11:05 p.m. — Another long day. We made it back to Bryce Canyon in time to see the sunset. The low angle light reflecting in the canyon and the darkened shadows from the hoodoos gave us a totally different scene to see.
We also enjoyed sitting around another campfire under the stars tonight. This time we avoided the sticky s’mores. It really cools down around here after sunset. The girls like to scoot their chairs close to the fire to feel the warmth. I still can’t get use to the contrast of scorching arid heat during the day and bone-chilling cold at night.

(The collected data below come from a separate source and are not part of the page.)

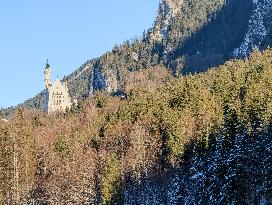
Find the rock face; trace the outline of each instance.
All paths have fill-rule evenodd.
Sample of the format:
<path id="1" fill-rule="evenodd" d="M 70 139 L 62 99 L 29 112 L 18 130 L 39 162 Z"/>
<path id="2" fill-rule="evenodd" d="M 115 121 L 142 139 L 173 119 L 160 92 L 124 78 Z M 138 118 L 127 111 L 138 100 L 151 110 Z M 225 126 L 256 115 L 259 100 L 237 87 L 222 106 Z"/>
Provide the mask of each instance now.
<path id="1" fill-rule="evenodd" d="M 106 70 L 104 73 L 100 66 L 94 66 L 90 72 L 89 96 L 99 90 L 105 90 L 108 93 L 118 90 L 118 81 L 113 70 Z"/>
<path id="2" fill-rule="evenodd" d="M 180 12 L 182 3 L 183 0 L 163 0 L 160 3 L 154 30 L 151 34 L 152 40 L 161 41 L 167 38 L 170 30 L 169 26 Z"/>

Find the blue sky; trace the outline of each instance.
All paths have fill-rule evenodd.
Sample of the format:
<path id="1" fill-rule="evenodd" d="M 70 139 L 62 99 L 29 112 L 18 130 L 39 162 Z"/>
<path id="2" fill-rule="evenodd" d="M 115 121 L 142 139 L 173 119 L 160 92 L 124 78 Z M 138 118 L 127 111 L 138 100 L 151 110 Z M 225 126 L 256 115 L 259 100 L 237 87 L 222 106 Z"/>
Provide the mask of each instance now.
<path id="1" fill-rule="evenodd" d="M 0 107 L 44 89 L 46 59 L 60 78 L 155 20 L 159 0 L 0 1 Z"/>

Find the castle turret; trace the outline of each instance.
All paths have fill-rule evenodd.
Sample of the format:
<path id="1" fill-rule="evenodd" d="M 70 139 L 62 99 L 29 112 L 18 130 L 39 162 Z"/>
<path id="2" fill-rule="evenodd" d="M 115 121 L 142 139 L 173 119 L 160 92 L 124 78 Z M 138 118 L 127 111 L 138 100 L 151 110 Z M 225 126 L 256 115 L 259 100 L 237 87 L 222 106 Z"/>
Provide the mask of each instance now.
<path id="1" fill-rule="evenodd" d="M 45 86 L 47 89 L 49 89 L 49 87 L 51 86 L 51 68 L 50 68 L 50 65 L 48 63 L 48 60 L 46 62 L 46 66 L 45 66 L 45 69 L 44 69 L 44 83 L 45 83 Z"/>

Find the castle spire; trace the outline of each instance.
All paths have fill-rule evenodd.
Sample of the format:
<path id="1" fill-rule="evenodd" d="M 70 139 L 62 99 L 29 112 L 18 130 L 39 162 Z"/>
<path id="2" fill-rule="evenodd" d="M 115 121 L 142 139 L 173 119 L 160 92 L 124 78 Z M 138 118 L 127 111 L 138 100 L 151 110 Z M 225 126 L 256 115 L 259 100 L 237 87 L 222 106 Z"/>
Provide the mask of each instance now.
<path id="1" fill-rule="evenodd" d="M 45 86 L 46 86 L 47 89 L 51 86 L 50 72 L 51 72 L 51 68 L 50 68 L 50 65 L 49 65 L 48 59 L 47 59 L 46 66 L 45 66 L 45 69 L 44 69 L 44 83 L 45 83 Z"/>
<path id="2" fill-rule="evenodd" d="M 48 63 L 48 59 L 46 60 L 46 68 L 50 68 L 50 65 Z"/>

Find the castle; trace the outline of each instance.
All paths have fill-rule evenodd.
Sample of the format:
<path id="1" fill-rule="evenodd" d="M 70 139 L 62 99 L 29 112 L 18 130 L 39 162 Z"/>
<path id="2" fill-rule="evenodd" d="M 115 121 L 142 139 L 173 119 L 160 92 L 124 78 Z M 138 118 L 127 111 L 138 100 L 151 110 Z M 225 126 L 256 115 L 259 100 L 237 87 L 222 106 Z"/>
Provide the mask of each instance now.
<path id="1" fill-rule="evenodd" d="M 44 70 L 44 83 L 46 86 L 45 109 L 48 113 L 65 112 L 66 109 L 72 106 L 67 83 L 57 79 L 52 84 L 50 75 L 51 68 L 47 61 Z"/>

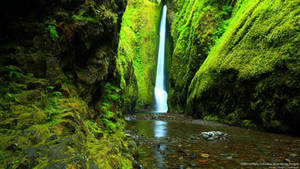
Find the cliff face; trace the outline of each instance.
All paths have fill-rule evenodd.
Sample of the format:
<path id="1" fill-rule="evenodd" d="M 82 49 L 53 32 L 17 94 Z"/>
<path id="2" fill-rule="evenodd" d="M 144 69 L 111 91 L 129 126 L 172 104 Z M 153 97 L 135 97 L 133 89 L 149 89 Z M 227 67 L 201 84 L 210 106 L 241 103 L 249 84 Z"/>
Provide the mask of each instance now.
<path id="1" fill-rule="evenodd" d="M 121 75 L 123 1 L 1 5 L 0 168 L 128 168 Z"/>
<path id="2" fill-rule="evenodd" d="M 121 88 L 127 111 L 151 110 L 156 75 L 160 2 L 129 0 L 122 19 L 118 48 Z"/>
<path id="3" fill-rule="evenodd" d="M 300 118 L 299 2 L 177 3 L 172 69 L 179 71 L 171 74 L 171 105 L 180 103 L 186 113 L 204 119 L 295 132 Z"/>
<path id="4" fill-rule="evenodd" d="M 208 0 L 169 3 L 174 50 L 168 102 L 170 111 L 175 112 L 184 110 L 191 80 L 220 36 L 218 28 L 230 16 L 231 6 L 229 2 Z"/>

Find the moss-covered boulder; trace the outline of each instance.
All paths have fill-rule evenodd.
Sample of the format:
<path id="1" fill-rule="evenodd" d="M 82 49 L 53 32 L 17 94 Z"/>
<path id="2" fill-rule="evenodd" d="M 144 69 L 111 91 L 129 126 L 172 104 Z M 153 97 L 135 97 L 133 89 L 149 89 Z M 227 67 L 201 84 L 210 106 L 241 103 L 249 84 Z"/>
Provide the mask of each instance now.
<path id="1" fill-rule="evenodd" d="M 129 0 L 122 18 L 117 66 L 128 111 L 153 106 L 160 11 L 160 2 Z"/>
<path id="2" fill-rule="evenodd" d="M 299 2 L 238 0 L 189 86 L 186 112 L 298 133 Z"/>

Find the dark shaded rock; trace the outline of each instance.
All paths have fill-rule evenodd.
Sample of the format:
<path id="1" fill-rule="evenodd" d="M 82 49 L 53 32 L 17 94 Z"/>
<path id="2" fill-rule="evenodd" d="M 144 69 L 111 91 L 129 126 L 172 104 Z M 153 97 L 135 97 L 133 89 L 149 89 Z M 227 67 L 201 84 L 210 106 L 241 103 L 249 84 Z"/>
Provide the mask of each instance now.
<path id="1" fill-rule="evenodd" d="M 37 82 L 37 83 L 31 82 L 31 83 L 27 84 L 28 90 L 37 89 L 37 88 L 41 88 L 41 87 L 42 87 L 42 84 L 39 82 Z"/>
<path id="2" fill-rule="evenodd" d="M 59 58 L 47 57 L 46 58 L 46 78 L 50 83 L 55 83 L 60 75 Z"/>
<path id="3" fill-rule="evenodd" d="M 63 127 L 63 132 L 64 133 L 74 134 L 75 131 L 76 131 L 75 126 L 69 121 L 63 121 L 63 122 L 60 123 L 60 125 Z"/>

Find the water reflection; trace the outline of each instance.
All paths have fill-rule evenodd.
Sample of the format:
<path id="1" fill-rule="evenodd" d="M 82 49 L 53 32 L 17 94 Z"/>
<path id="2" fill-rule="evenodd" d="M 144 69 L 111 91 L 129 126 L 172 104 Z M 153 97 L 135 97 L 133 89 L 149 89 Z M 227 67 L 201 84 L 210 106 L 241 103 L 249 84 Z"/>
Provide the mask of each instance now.
<path id="1" fill-rule="evenodd" d="M 154 121 L 154 137 L 159 139 L 167 136 L 167 122 L 165 121 Z M 154 149 L 156 155 L 155 161 L 158 168 L 163 168 L 164 156 L 161 154 L 162 150 L 166 149 L 165 144 L 160 144 L 158 149 Z"/>
<path id="2" fill-rule="evenodd" d="M 241 163 L 257 160 L 266 163 L 300 161 L 300 138 L 285 135 L 156 120 L 131 120 L 128 129 L 141 134 L 135 138 L 139 143 L 138 161 L 145 168 L 243 168 Z M 203 131 L 221 131 L 229 137 L 206 141 L 198 137 Z"/>
<path id="3" fill-rule="evenodd" d="M 165 137 L 167 133 L 167 122 L 154 121 L 154 137 Z"/>

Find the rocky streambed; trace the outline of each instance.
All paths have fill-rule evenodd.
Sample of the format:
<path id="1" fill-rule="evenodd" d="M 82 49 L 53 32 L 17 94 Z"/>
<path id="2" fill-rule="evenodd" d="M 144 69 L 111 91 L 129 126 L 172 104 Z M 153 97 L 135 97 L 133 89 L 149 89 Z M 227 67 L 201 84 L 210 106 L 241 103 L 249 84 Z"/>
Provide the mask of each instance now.
<path id="1" fill-rule="evenodd" d="M 300 138 L 174 114 L 127 115 L 136 168 L 299 168 Z"/>

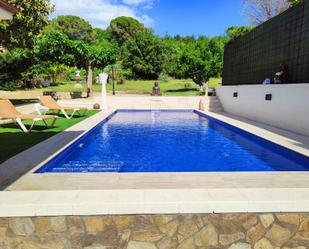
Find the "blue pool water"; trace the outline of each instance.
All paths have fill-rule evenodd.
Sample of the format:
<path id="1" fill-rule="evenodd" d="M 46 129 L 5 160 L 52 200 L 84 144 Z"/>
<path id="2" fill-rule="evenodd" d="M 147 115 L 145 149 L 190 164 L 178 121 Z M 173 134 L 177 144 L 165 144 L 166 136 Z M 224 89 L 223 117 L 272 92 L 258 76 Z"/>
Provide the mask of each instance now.
<path id="1" fill-rule="evenodd" d="M 202 113 L 117 111 L 37 173 L 308 170 L 308 157 Z"/>

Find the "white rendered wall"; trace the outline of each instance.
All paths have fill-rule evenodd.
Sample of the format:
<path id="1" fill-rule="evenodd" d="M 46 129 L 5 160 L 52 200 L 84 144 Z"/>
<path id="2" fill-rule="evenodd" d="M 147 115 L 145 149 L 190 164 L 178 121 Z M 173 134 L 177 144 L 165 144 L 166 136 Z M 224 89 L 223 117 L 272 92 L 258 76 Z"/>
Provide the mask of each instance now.
<path id="1" fill-rule="evenodd" d="M 309 136 L 309 84 L 222 86 L 217 95 L 227 113 Z"/>
<path id="2" fill-rule="evenodd" d="M 13 14 L 5 9 L 0 8 L 0 20 L 10 20 L 13 18 Z"/>

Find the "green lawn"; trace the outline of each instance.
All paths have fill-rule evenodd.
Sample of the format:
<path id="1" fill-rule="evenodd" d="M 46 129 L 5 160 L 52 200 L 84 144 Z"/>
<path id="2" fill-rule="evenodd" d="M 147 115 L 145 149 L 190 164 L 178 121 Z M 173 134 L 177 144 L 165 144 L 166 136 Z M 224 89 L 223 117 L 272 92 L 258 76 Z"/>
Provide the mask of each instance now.
<path id="1" fill-rule="evenodd" d="M 75 82 L 64 82 L 57 86 L 44 88 L 44 91 L 58 91 L 58 92 L 86 92 L 86 86 L 83 84 L 82 89 L 74 87 Z M 209 81 L 211 87 L 216 87 L 221 84 L 221 78 L 212 78 Z M 125 84 L 116 84 L 116 91 L 127 92 L 132 94 L 150 94 L 154 81 L 145 80 L 127 80 Z M 164 96 L 198 96 L 198 86 L 191 80 L 171 80 L 169 82 L 160 82 L 161 92 Z M 94 84 L 93 89 L 95 92 L 101 91 L 101 86 Z M 107 85 L 108 92 L 112 91 L 112 85 Z"/>
<path id="2" fill-rule="evenodd" d="M 64 131 L 65 129 L 89 118 L 99 111 L 89 111 L 83 117 L 74 117 L 70 120 L 58 115 L 54 128 L 46 128 L 42 123 L 38 125 L 31 133 L 23 133 L 15 124 L 5 124 L 0 126 L 0 163 L 11 158 L 12 156 Z M 50 122 L 50 121 L 48 121 Z M 29 125 L 31 122 L 25 122 Z"/>

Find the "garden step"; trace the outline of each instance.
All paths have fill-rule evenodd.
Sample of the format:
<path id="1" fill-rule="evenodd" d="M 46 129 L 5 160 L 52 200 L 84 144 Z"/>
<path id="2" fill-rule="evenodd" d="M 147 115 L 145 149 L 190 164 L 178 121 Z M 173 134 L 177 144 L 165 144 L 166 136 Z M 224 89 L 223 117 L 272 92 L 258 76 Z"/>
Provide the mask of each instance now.
<path id="1" fill-rule="evenodd" d="M 199 110 L 208 112 L 222 112 L 223 107 L 218 97 L 211 96 L 200 101 Z"/>

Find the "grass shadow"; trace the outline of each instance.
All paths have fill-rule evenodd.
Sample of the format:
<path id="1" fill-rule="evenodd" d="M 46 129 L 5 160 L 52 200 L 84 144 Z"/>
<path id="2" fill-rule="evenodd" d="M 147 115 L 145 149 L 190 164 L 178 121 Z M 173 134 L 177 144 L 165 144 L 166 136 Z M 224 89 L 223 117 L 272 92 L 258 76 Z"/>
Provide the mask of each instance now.
<path id="1" fill-rule="evenodd" d="M 95 115 L 98 112 L 99 111 L 89 111 L 85 116 L 76 116 L 72 119 L 66 119 L 59 115 L 54 127 L 46 127 L 45 124 L 40 121 L 36 123 L 30 133 L 24 133 L 19 126 L 14 123 L 0 125 L 0 163 L 3 163 L 20 152 L 65 131 L 67 128 Z M 31 123 L 31 121 L 24 122 L 28 129 L 30 128 Z M 47 123 L 48 125 L 51 125 L 51 121 L 48 120 Z"/>
<path id="2" fill-rule="evenodd" d="M 8 126 L 10 127 L 10 126 Z M 37 127 L 36 127 L 37 128 Z M 40 127 L 41 128 L 41 127 Z M 38 130 L 40 131 L 40 130 Z M 0 133 L 0 141 L 4 141 L 0 145 L 0 163 L 5 162 L 9 158 L 21 153 L 32 146 L 58 134 L 60 132 L 31 132 L 23 131 L 2 132 Z"/>
<path id="3" fill-rule="evenodd" d="M 185 93 L 185 92 L 197 92 L 196 88 L 182 88 L 165 91 L 167 93 Z"/>
<path id="4" fill-rule="evenodd" d="M 66 119 L 66 117 L 64 116 L 63 113 L 57 113 L 57 112 L 48 112 L 46 113 L 46 115 L 57 115 L 59 118 L 64 118 Z M 68 113 L 69 117 L 71 116 L 71 113 Z M 77 113 L 74 114 L 74 116 L 72 117 L 73 119 L 75 118 L 82 118 L 85 117 L 85 115 L 79 116 Z M 57 122 L 57 121 L 56 121 Z"/>
<path id="5" fill-rule="evenodd" d="M 0 140 L 5 141 L 0 144 L 0 191 L 6 189 L 16 180 L 18 180 L 29 170 L 36 167 L 46 158 L 56 153 L 73 139 L 82 134 L 83 131 L 47 131 L 47 132 L 2 132 L 0 133 Z M 55 135 L 61 137 L 55 138 Z M 44 143 L 44 140 L 51 139 L 51 141 Z M 23 151 L 43 142 L 32 151 Z M 40 148 L 44 149 L 40 149 Z M 30 149 L 31 150 L 31 149 Z M 11 157 L 19 154 L 16 158 L 10 160 Z"/>
<path id="6" fill-rule="evenodd" d="M 14 124 L 14 123 L 2 124 L 0 127 L 1 128 L 5 128 L 5 129 L 19 129 L 20 131 L 22 131 L 20 129 L 19 125 L 18 124 Z M 25 124 L 25 127 L 29 130 L 31 125 L 30 124 Z M 45 131 L 45 130 L 49 130 L 51 128 L 53 128 L 53 127 L 46 126 L 45 124 L 44 125 L 43 124 L 42 125 L 41 124 L 36 124 L 36 125 L 33 126 L 32 130 L 34 130 L 34 131 Z M 1 140 L 1 135 L 2 135 L 2 133 L 0 134 L 0 140 Z"/>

9:15 a.m. — I’m busy writing. I’ve already had breakfast and just now finished off the last of the coffee. Grammi and Shanna were up early. They left for a three hour horseback ride down into Bryce Canyon. It’s something they’ve been wanting to do. I am taking advantage of this quiet alone time to catch up on my blog.
12:10 p.m. — The girls are back from horseback riding. They sure are dirty. They said it was a dusty trail. Shanna gets in the shower right away. She has to get ready to fly back to Florida today. She has to pack up and drive to Las Vegas to catch her flight this evening.
Grammi description of their ride was like this: “There were probably 25 to 30 riders broken into three groups. I was in the last group, on the last horse, bringing up the rear. My horse’s name was Sam. Shanna was just in front of me on Ringer. We rode single file into the canyon. The horses liked to walk close to the edge because that is where there was softer ground with less rocks. Sam liked to lag behind so I had to give him a gentle kick to get him to gallop back up to the group. Our COVID masks came in handy keeping the dust out of our nose and mouth. The scenery was beautiful with the views of hoodoos and red cliffs, much like what we saw the other day on our hike. We rode pass the Bristlecone Pine trees that are roughly 1500 years old. Not as old as the ones in Great Basin National Park, but certainly something special to see. At the bottom of the canyon we stopped to rest the horses and get a drink of water. We were happy to find a toilet there too. It was just a short ten minute break before we climbed back on the horses and rode up out of the canyon. We had a good time. other than being dirty and dusty, it was fun.”
1:15 p.m. — Shanna just pulled away. It was hard to let her go. Of course Grammi cried, she alway does. We had so much fun during her visit. She has so much energy and kept us going. We have missed our children while traveling. This was a much needed visit for all of us. I told her to text us when she got to the airport and text us again when she got home. No matter how old my children are, I’m still dad and I want to know how they’re doing.
8:35 p.m. — We heard from Shanna. She’s at the airport waiting for her flight. Grammi and I decided to go to the local rodeo. It was fun. We watched cowboys getting thrown from wild bucking horses. There was bull riding, calf roping, barrel racing and even children as young as four years old trying to ride a sheep across the arena. It was an entertaining evening (although I’m not a fan of having children ride on sheep) and a great way to spend our last night in Bryce Canyon.
I know this blog is long. Longer than I would like it to be. But we did a lot with our daughter this week. She keep us moving and going places and so we have many adventures to share. We loved having her with us and enjoyed every minute of it. But now that she’s gone home I might need a couple days to recuperate.
Until next time…happy days and safe travels.
2 thoughts on “Bryce Canyon National Park”
When working in Las Vegas I got to spend a little time at Bryce Canyon. It is a most interesting part of the country for sure. Your pictures were great and I have forgotten just beautiful that park was. Erin talked to Shanna when she got back to Florida. Glad you all had a good visit.